INP: Probably a bad measurement metric for web vitals - even with simple HTML structure pages with no CSS will cause bad value.

706 views
Skip to first unread message

王康文

unread,
Apr 3, 2024, 4:49:39 AMApr 3
to web-vitals-feedback
Hi there, Im redirecting posts from web-vitals issues #455

I'm currently working with a news publisher company with approx 5 million page view per day. Due to new metric replacing FID by last month, we encountering a failing INP score for approx 650k URL, So we carefully studying each performance score by gathering a real time field data by sending each INP score (using web-vitals.js) to bigQuery for analysis.

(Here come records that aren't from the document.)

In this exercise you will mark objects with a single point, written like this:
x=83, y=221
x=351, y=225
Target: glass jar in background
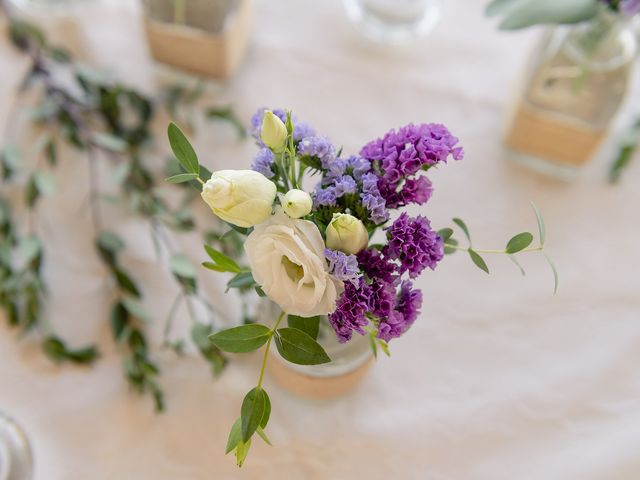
x=394, y=21
x=350, y=362
x=204, y=37
x=16, y=461
x=578, y=81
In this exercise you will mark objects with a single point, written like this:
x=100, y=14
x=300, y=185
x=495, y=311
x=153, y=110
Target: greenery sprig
x=110, y=123
x=518, y=244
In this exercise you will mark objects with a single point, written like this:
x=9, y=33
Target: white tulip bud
x=297, y=203
x=241, y=197
x=347, y=234
x=274, y=132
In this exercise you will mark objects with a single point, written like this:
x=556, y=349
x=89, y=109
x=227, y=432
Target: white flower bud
x=274, y=132
x=346, y=233
x=297, y=203
x=241, y=197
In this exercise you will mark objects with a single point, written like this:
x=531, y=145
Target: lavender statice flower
x=320, y=148
x=404, y=314
x=263, y=163
x=300, y=129
x=349, y=315
x=413, y=244
x=372, y=200
x=342, y=266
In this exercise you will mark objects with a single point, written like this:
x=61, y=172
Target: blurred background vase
x=394, y=21
x=578, y=81
x=349, y=364
x=15, y=452
x=204, y=37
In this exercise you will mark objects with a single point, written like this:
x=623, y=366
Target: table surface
x=498, y=379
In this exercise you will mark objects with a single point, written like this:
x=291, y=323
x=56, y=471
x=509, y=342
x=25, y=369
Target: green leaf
x=45, y=183
x=519, y=242
x=243, y=281
x=181, y=178
x=555, y=273
x=222, y=260
x=309, y=325
x=445, y=234
x=478, y=260
x=244, y=338
x=235, y=436
x=298, y=347
x=542, y=230
x=463, y=227
x=183, y=150
x=252, y=410
x=181, y=266
x=448, y=247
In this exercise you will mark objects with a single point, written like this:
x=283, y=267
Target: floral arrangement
x=340, y=251
x=525, y=13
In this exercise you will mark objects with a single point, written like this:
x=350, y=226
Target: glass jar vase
x=349, y=364
x=578, y=81
x=203, y=37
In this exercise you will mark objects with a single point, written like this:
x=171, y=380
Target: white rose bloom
x=287, y=260
x=241, y=197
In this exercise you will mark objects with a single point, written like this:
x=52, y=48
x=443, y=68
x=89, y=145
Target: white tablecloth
x=498, y=379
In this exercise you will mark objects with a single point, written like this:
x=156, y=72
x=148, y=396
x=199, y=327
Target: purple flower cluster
x=263, y=162
x=402, y=153
x=412, y=247
x=342, y=266
x=300, y=128
x=414, y=244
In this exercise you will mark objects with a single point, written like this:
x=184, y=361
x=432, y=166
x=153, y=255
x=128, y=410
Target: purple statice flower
x=405, y=312
x=318, y=147
x=357, y=166
x=403, y=153
x=349, y=315
x=413, y=244
x=300, y=129
x=342, y=266
x=324, y=197
x=372, y=200
x=263, y=163
x=376, y=267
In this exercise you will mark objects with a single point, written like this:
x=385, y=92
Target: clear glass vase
x=203, y=37
x=577, y=83
x=349, y=362
x=394, y=21
x=16, y=461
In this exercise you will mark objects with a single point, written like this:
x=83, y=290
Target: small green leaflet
x=222, y=261
x=478, y=260
x=183, y=150
x=254, y=408
x=242, y=339
x=519, y=242
x=309, y=325
x=297, y=347
x=181, y=178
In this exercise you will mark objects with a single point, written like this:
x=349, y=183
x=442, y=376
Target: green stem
x=498, y=252
x=266, y=350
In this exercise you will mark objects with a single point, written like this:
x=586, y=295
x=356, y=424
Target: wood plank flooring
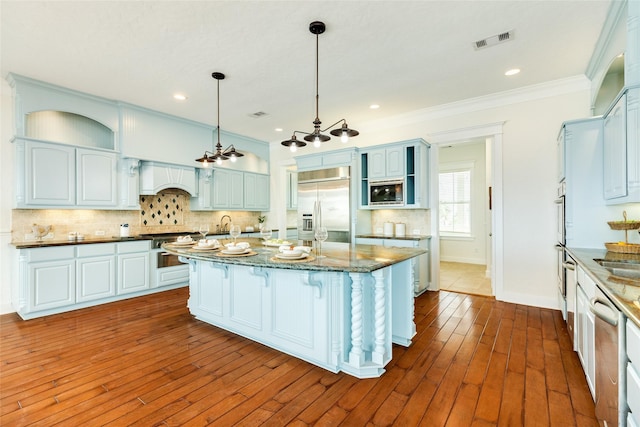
x=147, y=362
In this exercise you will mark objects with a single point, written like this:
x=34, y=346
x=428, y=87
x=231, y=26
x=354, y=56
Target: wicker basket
x=628, y=248
x=624, y=225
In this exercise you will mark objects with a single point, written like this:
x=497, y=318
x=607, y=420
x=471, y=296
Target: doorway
x=465, y=217
x=491, y=268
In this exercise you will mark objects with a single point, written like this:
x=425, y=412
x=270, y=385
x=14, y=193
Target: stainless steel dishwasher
x=610, y=361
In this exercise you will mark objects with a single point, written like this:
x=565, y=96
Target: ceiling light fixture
x=228, y=153
x=317, y=137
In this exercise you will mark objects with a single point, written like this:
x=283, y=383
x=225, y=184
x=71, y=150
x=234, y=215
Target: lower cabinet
x=133, y=267
x=269, y=306
x=633, y=373
x=62, y=278
x=95, y=272
x=421, y=265
x=585, y=328
x=50, y=279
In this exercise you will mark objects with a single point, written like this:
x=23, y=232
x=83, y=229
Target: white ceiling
x=403, y=55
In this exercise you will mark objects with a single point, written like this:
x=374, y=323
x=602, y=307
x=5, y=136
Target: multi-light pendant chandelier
x=219, y=155
x=317, y=137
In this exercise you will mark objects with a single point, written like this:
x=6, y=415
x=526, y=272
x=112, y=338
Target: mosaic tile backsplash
x=164, y=208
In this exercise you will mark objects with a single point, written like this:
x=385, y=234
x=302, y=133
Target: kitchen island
x=342, y=312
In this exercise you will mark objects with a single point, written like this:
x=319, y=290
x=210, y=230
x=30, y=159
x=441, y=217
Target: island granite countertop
x=338, y=257
x=624, y=294
x=405, y=237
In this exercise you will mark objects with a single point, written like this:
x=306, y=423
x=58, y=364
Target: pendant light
x=219, y=155
x=317, y=137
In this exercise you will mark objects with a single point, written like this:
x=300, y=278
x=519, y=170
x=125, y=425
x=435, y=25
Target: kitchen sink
x=622, y=269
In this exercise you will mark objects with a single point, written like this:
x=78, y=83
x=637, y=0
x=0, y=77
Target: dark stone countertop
x=624, y=294
x=341, y=257
x=382, y=236
x=30, y=244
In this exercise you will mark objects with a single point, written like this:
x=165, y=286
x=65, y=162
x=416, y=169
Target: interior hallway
x=464, y=278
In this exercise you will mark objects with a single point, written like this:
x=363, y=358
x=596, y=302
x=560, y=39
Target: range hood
x=156, y=177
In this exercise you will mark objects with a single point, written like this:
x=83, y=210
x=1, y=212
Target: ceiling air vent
x=493, y=40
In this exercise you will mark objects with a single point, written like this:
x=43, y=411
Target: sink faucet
x=225, y=227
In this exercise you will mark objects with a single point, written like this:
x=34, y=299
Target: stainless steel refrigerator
x=323, y=200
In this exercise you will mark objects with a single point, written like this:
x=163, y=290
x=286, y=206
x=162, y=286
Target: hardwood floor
x=464, y=278
x=147, y=362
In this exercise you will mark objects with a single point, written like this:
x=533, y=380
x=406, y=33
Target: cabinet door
x=51, y=284
x=97, y=178
x=292, y=190
x=133, y=272
x=221, y=181
x=394, y=162
x=204, y=200
x=228, y=189
x=95, y=278
x=615, y=151
x=256, y=191
x=377, y=164
x=50, y=174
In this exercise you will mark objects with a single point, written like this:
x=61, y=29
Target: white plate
x=283, y=256
x=204, y=248
x=242, y=252
x=183, y=243
x=274, y=244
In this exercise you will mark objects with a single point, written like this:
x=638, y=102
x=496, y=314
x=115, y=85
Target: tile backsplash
x=165, y=212
x=414, y=219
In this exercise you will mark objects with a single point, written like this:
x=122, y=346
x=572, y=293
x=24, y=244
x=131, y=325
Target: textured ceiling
x=403, y=55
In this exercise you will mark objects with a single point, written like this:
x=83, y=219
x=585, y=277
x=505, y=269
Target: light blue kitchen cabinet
x=133, y=267
x=292, y=190
x=228, y=189
x=421, y=264
x=386, y=163
x=97, y=178
x=95, y=271
x=50, y=175
x=326, y=160
x=256, y=192
x=46, y=280
x=47, y=173
x=622, y=149
x=407, y=161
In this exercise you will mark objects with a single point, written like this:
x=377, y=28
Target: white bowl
x=291, y=252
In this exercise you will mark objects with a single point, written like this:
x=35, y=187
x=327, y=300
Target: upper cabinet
x=406, y=162
x=56, y=175
x=386, y=163
x=622, y=149
x=326, y=160
x=227, y=189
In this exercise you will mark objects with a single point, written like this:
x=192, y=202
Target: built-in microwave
x=386, y=193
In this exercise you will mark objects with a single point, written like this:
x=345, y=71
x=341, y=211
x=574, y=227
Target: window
x=455, y=202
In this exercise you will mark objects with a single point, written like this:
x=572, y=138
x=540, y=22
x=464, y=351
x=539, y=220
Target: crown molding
x=500, y=99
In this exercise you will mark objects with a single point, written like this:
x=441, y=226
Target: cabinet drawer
x=130, y=247
x=633, y=343
x=633, y=389
x=51, y=254
x=98, y=249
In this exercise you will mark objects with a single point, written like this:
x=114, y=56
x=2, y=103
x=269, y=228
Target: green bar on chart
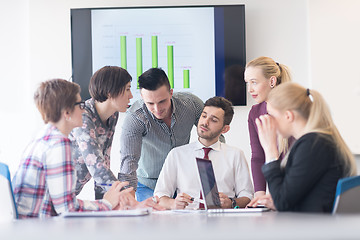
x=138, y=59
x=154, y=51
x=186, y=76
x=123, y=52
x=170, y=52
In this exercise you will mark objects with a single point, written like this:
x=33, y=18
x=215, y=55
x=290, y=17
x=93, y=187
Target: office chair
x=347, y=196
x=8, y=210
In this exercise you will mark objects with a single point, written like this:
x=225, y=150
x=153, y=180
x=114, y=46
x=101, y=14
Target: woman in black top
x=305, y=180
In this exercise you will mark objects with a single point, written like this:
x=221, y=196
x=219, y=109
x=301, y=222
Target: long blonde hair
x=271, y=68
x=313, y=108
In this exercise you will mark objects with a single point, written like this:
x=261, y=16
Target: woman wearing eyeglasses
x=44, y=184
x=110, y=94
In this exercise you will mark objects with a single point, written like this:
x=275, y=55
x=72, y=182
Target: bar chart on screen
x=179, y=42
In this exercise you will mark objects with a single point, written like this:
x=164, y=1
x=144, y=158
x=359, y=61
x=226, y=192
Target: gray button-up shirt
x=145, y=140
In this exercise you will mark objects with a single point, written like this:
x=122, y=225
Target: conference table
x=188, y=225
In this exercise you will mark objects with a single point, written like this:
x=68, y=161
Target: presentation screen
x=201, y=48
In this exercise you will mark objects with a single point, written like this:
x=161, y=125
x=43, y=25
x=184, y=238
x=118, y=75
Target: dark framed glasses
x=81, y=104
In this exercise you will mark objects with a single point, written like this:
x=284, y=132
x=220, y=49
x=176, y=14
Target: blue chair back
x=8, y=208
x=347, y=196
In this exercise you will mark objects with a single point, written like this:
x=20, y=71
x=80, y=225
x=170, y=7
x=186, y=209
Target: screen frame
x=81, y=47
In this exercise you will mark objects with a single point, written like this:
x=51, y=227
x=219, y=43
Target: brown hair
x=225, y=105
x=108, y=81
x=271, y=68
x=313, y=108
x=54, y=96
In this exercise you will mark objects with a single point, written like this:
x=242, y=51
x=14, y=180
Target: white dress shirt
x=180, y=172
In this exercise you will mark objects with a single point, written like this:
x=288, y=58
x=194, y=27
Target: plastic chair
x=347, y=196
x=8, y=210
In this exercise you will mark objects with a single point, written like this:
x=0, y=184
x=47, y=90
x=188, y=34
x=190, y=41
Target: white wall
x=335, y=50
x=37, y=47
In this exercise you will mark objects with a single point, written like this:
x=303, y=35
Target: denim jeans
x=143, y=192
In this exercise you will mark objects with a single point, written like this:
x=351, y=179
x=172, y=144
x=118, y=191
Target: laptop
x=112, y=213
x=210, y=191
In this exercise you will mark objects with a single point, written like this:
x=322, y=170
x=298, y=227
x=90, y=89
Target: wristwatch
x=233, y=202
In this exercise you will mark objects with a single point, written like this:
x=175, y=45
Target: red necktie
x=206, y=156
x=206, y=152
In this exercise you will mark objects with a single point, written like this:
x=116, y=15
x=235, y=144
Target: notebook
x=210, y=191
x=114, y=213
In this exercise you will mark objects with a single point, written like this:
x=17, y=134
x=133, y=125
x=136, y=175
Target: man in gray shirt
x=152, y=127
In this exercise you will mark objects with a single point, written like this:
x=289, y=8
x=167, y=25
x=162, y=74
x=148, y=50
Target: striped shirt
x=145, y=140
x=44, y=184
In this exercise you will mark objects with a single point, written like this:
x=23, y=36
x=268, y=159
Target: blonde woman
x=261, y=76
x=305, y=180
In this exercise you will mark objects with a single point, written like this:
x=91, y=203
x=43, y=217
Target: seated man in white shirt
x=179, y=173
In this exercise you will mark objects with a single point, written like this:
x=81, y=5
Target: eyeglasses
x=81, y=104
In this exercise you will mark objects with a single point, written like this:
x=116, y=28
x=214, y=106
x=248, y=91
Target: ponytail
x=313, y=108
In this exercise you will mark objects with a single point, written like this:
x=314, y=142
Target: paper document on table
x=114, y=213
x=238, y=210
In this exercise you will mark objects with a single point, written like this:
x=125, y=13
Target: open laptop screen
x=208, y=183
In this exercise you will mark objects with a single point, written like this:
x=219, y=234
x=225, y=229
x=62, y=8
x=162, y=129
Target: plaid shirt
x=44, y=184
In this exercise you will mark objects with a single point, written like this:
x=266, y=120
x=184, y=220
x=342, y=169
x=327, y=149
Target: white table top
x=268, y=225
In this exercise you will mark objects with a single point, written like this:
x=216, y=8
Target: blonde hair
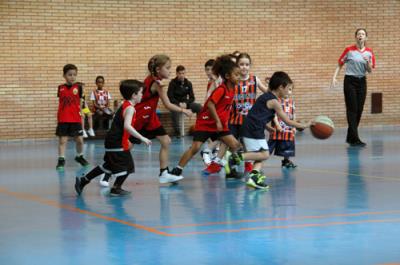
x=157, y=60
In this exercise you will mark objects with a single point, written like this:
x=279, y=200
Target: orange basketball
x=322, y=128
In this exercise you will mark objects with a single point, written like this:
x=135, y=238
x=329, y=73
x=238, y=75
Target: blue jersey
x=259, y=115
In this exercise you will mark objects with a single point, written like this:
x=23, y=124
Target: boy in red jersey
x=69, y=116
x=212, y=121
x=117, y=158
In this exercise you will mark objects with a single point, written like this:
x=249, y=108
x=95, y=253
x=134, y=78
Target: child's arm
x=214, y=115
x=274, y=104
x=128, y=115
x=164, y=98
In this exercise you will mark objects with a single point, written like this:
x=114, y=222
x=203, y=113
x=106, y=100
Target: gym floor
x=339, y=206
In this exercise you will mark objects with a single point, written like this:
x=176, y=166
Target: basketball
x=322, y=128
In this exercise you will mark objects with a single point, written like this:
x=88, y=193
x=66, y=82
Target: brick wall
x=116, y=39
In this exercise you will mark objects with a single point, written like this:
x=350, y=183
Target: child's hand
x=219, y=126
x=146, y=141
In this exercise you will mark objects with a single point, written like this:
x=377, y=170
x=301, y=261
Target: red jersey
x=244, y=99
x=146, y=110
x=222, y=97
x=69, y=103
x=288, y=132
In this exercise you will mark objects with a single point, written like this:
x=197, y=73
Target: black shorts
x=202, y=136
x=236, y=130
x=71, y=129
x=282, y=148
x=160, y=131
x=119, y=162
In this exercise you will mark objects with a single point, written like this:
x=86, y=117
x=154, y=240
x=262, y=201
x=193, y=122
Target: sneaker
x=105, y=180
x=248, y=167
x=256, y=180
x=80, y=183
x=60, y=164
x=212, y=168
x=119, y=192
x=81, y=160
x=166, y=177
x=206, y=157
x=288, y=164
x=233, y=161
x=91, y=132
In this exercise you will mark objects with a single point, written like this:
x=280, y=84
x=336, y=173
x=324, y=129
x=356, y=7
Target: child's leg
x=164, y=150
x=187, y=156
x=62, y=143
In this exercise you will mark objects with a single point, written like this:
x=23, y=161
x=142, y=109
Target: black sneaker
x=119, y=192
x=288, y=164
x=256, y=180
x=60, y=164
x=80, y=183
x=81, y=160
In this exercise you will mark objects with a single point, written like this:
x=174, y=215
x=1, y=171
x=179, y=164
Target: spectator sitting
x=100, y=98
x=180, y=93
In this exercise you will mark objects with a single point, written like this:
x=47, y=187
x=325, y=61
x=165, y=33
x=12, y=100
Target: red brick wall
x=116, y=39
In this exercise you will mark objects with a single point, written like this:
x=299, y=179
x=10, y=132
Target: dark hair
x=243, y=55
x=68, y=67
x=279, y=79
x=209, y=63
x=363, y=29
x=129, y=87
x=100, y=77
x=223, y=65
x=157, y=60
x=180, y=68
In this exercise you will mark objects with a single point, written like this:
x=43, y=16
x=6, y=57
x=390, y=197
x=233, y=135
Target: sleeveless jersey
x=258, y=116
x=146, y=110
x=288, y=132
x=117, y=137
x=244, y=99
x=222, y=98
x=69, y=103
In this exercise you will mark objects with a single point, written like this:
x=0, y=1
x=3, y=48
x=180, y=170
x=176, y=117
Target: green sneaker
x=256, y=180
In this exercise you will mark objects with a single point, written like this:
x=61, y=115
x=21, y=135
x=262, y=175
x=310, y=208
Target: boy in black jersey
x=117, y=158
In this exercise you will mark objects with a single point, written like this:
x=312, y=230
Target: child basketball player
x=69, y=116
x=262, y=112
x=117, y=158
x=148, y=123
x=282, y=139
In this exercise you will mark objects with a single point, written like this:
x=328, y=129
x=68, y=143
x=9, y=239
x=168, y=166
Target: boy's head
x=100, y=82
x=180, y=72
x=70, y=72
x=208, y=68
x=280, y=82
x=131, y=89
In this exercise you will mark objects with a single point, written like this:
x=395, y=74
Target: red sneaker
x=213, y=168
x=248, y=167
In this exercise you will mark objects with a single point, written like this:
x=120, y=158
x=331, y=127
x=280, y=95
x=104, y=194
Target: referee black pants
x=355, y=92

At first glance, we focus on 3rd party library like GTM and GPT, which should be the main cause of the problem due to the nature of these library will consuming most of the main thread works, and it turns out an increasing of 3-5% good score if we remove those library in our initial test, which is a great start of the optimization journey.

But as we try to our effort to move forward furthering decrease our score by changing our code, particulary those using setTimeout and event callback. it turn out no significance increase of good value.

While we take a deep look on interaction and user_agent based on our field data which we collected from our visitor, we found that most of the bad scores comes from a mid-end devices (Like OPPO Reno 8 or Samsung A53).

From the interaction logs, these bad value actually come from an interaction target like a paragraph or a anchor link click, for paragraph, we can determine that visitor actually will scroll and stop or selecting text on those articles, and for the anchor link, it might be cause by GTM click event that trigger INP which common in page analytic standpoint.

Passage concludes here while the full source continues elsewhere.